Sebuah poster terpampang di balik pagar Bandar Udara LNG Badak Bontang, Kalimantan Timur, Senin (5/11). Poster itu dengan mudah terbaca oleh setiap orang yang mendarat di bandara tersebut. Isinya, ”kembalikan Blok Mahakam ke Nasional”.

Pengelolaan Blok Mahakam, Kalimantan Timur, yang dikuasai Total E&P Indonesie, perusahaan asal Perancis, akan berakhir tahun 2017. Waktu yang tersisa lima tahun ini terus menimbulkan pertanyaan. Akankah pengelolaan blok penghasil gas alam terbesar di Indonesia diserahkan ke asing lagi atau ke Pertamina?

Seperti isi poster tersebut, sejumlah warga, lembaga swadaya masyarakat, pengamat, dan bahkan mantan Wakil Presiden Jusuf Kalla pernah mendesak agar blok tersebut diserahkan ke Pertamina. Alasannya, banyak tenaga ahli Pertamina mampu mengelola blok itu. Dan, kekayaan alam Indonesia harus dikembalikan seutuhnya untuk Indonesia.

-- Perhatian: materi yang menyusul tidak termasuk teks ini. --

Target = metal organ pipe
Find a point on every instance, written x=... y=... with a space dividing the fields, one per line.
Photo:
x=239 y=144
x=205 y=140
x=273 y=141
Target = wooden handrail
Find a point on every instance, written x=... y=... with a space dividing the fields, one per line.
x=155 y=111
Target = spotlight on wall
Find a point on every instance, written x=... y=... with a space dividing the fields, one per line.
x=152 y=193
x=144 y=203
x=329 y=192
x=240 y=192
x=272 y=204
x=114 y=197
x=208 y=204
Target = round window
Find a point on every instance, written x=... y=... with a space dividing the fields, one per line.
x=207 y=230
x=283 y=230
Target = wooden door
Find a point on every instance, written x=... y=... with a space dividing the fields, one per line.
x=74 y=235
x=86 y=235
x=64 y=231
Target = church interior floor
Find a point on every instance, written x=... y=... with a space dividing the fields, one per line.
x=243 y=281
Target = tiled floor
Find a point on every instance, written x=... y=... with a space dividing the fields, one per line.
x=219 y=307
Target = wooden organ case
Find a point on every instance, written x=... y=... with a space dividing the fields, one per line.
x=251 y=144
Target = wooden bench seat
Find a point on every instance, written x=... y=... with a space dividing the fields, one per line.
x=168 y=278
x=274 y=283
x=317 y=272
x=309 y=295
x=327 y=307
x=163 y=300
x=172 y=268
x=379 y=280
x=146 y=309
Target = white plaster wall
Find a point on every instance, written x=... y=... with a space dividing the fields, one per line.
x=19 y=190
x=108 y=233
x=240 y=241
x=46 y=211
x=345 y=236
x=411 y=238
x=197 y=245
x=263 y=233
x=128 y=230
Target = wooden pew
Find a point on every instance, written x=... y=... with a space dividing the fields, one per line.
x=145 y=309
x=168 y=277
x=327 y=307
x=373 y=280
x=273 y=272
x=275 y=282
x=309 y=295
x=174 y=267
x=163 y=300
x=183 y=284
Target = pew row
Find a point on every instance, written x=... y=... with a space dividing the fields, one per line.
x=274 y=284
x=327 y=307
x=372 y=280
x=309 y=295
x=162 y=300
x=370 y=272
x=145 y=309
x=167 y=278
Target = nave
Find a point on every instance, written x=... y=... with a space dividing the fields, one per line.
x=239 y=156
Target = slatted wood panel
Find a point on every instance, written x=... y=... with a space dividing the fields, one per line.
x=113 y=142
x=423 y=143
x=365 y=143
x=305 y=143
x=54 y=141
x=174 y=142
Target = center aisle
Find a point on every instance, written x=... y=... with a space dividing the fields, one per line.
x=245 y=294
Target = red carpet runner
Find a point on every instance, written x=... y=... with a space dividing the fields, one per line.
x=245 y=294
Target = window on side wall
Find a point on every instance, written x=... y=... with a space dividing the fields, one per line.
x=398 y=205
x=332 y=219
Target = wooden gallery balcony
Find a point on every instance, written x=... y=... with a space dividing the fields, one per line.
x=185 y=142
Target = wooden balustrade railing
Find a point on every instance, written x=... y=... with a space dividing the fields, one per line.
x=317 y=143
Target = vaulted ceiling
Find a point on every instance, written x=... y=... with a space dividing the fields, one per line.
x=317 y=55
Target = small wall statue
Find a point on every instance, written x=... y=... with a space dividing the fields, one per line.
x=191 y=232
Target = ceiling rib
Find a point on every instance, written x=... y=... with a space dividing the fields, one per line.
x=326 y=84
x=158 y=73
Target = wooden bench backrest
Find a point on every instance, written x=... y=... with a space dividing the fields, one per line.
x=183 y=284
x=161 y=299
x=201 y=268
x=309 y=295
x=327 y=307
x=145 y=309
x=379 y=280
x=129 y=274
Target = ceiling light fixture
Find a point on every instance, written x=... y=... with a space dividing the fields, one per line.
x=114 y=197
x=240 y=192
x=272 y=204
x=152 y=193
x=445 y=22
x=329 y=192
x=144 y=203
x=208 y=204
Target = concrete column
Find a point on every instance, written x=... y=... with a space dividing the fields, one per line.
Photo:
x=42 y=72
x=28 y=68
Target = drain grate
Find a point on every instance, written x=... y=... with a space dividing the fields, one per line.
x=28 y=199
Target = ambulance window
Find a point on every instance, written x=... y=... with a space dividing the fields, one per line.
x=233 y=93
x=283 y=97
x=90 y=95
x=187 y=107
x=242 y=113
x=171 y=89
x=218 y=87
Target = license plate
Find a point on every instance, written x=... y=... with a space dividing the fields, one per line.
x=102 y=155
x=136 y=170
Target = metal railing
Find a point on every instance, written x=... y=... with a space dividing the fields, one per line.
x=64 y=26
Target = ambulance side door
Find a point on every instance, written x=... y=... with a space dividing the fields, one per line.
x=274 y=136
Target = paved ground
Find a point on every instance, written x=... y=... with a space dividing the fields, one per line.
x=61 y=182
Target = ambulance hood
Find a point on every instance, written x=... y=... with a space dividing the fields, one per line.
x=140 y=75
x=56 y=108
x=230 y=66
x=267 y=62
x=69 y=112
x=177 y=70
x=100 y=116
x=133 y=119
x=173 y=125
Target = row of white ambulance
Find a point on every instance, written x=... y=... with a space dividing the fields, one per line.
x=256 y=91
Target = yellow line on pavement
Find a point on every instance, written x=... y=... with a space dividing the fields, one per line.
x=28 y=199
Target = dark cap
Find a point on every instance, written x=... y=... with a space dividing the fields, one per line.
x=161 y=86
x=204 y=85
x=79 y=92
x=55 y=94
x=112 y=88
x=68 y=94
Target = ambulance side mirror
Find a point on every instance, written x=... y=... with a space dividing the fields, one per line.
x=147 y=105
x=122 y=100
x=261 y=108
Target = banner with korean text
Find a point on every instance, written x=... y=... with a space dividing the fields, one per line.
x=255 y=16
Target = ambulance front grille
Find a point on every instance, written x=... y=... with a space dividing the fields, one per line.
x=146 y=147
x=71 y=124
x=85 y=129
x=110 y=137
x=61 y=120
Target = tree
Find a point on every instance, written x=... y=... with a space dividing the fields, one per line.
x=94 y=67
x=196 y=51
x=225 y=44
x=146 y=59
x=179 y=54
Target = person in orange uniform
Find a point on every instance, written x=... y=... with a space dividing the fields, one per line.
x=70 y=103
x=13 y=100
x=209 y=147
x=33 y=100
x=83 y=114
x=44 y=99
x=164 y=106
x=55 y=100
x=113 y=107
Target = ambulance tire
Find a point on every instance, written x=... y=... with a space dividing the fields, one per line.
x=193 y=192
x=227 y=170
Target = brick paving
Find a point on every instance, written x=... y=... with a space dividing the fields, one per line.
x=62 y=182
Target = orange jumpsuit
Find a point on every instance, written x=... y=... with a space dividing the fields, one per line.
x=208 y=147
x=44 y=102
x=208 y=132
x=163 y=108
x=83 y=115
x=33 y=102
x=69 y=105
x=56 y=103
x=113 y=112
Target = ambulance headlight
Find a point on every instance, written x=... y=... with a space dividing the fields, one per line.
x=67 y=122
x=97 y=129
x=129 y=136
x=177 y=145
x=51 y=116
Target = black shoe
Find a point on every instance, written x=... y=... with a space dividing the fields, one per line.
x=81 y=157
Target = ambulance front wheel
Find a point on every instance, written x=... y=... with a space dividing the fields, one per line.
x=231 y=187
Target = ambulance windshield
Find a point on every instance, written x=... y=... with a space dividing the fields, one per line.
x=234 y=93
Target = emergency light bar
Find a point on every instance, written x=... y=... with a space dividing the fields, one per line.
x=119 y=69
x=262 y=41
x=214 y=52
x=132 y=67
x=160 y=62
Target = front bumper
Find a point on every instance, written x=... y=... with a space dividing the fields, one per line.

Melihat aspirasi yang kuat dari masyarakat ini, Total E&P Indonesie tentu saja tidak bisa menolak. Mereka mengatakan bersedia untuk meninggalkan blok tersebut saat kontrak kerja samanya selesai. Namun A Noviyanto, Vice President HR, Communication, General Service and Audit Total E&P Indonesie, mengatakan, Total juga sangat berharap dapat melanjutkan kerja sama ini, terutama saat masa transisi.

Tawaran dari Total ini sebenarnya bisa disambut baik oleh Indonesia, terutama Pertamina. Masalahnya, cadangan gas alam di Blok Mahakam ini diperkirakan sudah jauh berkurang. Sementara cadangan yang tersisa itu letaknya di dalam gundukan yang terpisah-pisah, bukan menyerupai kolam raksasa. Akibatnya, operator Blok Mahakam harus terus melakukan eksplorasi gas dan minyak bumi.

Total E&P Indonesie yang menggandeng Inpex Corporation dalam eksplorasi itu mengatakan setiap tahun menginvestasikan 2 miliar dollar AS dan tidak semuanya menghasilkan.

Pencarian sumur-sumur gas alam dan minyak bumi ini memang membutuhkan biaya tidak sedikit. Selain itu, teknologi terkini juga sangat dibutuhkan agar bisa mencari sumur dan memperkirakan kandungannya dengan tepat.

Pertamina, yang menjadi penyumbang dividen terbesar ke negara dari jajaran badan usaha milik negara, tentu saja mempunyai dana untuk eksplorasi. Namun, dana itu tidak cukup besar jika dia harus bergerak sendirian. Pasalnya, Pertamina juga memegang blok-blok lain yang membutuhkan dana besar. Apabila dia menangani sendiri, risiko yang ditanggung akan sangat memberatkan. Hal ini tidak hanya bagi Pertamina, tetapi juga bagi negara.

Untuk itu, Pertamina sebaiknya menggandeng mitra kerja yang mempunyai kemampuan finansial, teknologi, dan intelektual tinggi. Risiko pun akan ditanggung bersama. Kerja sama ini tidak berarti mengerdilkan nasionalisme karena masih menggandeng asing, tetapi lebih untuk efisiensi dan keberlanjutan usaha. (M Clara Wresti)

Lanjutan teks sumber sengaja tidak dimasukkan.